Performance Tuning🔗

RSigma's evaluator is fast by default. A 100-rule corpus evaluates one event in roughly 2 microseconds, and a 5000-rule corpus stays under 200 microseconds; the streaming LogProcessor sustains hundreds of thousands of events per second on commodity hardware. Most deployments never need to touch a knob.

This page covers the cases where the defaults stop being optimal: very large rule sets, substring-heavy threat-intel feeds, high-throughput daemon ingestion, and memory-constrained deployments. The two opt-in knobs (--bloom-prefilter, --cross-rule-ac) are off by default for a reason and should be benchmarked before flipping them on.

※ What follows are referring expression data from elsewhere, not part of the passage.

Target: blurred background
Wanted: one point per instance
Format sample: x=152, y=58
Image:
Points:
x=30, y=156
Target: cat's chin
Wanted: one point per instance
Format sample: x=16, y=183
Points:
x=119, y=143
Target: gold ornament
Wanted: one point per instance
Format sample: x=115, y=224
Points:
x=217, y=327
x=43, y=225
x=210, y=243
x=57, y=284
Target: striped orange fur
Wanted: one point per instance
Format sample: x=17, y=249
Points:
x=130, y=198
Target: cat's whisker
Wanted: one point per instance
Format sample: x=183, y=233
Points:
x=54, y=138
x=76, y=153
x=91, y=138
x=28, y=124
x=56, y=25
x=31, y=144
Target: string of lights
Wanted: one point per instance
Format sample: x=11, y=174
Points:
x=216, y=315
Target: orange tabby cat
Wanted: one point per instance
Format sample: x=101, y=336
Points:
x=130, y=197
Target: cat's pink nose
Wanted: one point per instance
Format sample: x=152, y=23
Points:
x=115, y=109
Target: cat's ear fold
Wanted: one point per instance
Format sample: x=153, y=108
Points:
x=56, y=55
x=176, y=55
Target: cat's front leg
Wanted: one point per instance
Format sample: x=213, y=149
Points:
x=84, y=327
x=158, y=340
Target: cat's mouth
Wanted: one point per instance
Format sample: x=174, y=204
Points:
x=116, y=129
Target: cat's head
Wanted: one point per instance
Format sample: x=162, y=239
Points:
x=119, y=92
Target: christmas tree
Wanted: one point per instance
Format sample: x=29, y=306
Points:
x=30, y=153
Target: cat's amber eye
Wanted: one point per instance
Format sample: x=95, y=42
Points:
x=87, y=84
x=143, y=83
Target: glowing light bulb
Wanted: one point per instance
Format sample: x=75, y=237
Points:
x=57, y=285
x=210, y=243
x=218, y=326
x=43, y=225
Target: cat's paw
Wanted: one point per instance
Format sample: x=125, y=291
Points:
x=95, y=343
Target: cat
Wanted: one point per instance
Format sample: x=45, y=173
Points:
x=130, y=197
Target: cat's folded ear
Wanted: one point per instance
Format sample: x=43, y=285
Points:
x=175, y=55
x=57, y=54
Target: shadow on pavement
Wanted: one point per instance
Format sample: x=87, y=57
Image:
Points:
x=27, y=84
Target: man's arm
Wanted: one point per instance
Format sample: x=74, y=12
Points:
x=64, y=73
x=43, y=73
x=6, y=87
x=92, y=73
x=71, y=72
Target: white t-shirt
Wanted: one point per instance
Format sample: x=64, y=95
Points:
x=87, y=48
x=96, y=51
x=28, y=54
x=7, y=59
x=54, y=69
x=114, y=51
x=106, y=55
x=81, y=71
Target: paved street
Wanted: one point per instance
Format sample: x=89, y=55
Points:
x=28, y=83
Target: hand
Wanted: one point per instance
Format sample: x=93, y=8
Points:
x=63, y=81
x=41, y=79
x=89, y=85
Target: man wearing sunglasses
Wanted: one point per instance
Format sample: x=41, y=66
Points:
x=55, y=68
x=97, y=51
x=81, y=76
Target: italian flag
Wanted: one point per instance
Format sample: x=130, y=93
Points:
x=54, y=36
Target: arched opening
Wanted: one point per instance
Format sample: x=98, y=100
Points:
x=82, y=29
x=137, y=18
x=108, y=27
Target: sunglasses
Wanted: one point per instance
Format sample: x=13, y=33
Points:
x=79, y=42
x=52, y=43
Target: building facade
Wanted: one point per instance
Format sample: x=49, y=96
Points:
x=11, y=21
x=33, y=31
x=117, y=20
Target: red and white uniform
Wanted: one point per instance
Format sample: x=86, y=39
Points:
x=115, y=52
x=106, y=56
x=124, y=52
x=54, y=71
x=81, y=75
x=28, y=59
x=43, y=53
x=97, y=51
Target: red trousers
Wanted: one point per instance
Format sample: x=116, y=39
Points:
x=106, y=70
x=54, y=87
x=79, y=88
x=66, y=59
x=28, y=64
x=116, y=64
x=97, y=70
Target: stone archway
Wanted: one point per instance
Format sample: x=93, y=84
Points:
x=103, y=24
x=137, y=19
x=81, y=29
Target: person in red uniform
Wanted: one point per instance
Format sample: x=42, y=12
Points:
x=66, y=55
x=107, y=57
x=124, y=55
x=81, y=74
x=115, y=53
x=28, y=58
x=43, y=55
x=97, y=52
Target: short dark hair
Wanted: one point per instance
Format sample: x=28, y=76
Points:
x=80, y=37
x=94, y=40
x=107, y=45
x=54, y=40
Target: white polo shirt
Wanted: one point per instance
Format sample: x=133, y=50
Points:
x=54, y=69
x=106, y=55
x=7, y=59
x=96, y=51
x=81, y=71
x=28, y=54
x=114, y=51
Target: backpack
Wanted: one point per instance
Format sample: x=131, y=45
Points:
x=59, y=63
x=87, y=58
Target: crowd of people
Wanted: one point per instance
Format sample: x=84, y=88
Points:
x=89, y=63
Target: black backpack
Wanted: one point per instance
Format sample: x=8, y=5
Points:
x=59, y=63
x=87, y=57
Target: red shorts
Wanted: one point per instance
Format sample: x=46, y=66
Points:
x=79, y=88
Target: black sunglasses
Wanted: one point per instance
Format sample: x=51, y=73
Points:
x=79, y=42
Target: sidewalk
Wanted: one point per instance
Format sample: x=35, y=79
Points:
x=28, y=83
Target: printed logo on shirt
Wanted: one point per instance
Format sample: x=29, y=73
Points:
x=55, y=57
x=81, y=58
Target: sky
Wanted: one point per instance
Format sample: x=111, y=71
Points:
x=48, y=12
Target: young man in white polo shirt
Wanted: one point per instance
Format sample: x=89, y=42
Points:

Always-on: the matcher optimizer🔗

Three rewrites run at rule-compile time, transparently. There is no flag to disable or configure them.

Pass	What it does	Source
`AhoCorasickSet` collapse	Any `AnyOf` group of 8+ `contains` matchers collapses into one Aho-Corasick automaton that scans the haystack in a single pass. Replaces O(N × haystack_len) sequential `str::contains` with O(haystack_len).	`compiler/optimizer.rs`
`RegexSet` collapse	Any `AnyOf` group of 3+ `re` matchers collapses into a single `regex::RegexSet`.	same
`CaseInsensitiveGroup` wrapper	A group whose children are all case-insensitive lowers the haystack once via `ascii_lowercase_cow` and dispatches to the children via `matches_pre_lowered`. Removes the per-child `to_lowercase()` allocation.	same

Threshold choices come from a Criterion sweep documented in the Benchmarks page (8 patterns is where the sequential str::contains path with memchr/Two-Way SIMD acceleration loses to Aho-Corasick on typical haystacks). The compiler invariant is that these are pure rewrites: the optimized tree returns the same bool for the same event as the unoptimized tree.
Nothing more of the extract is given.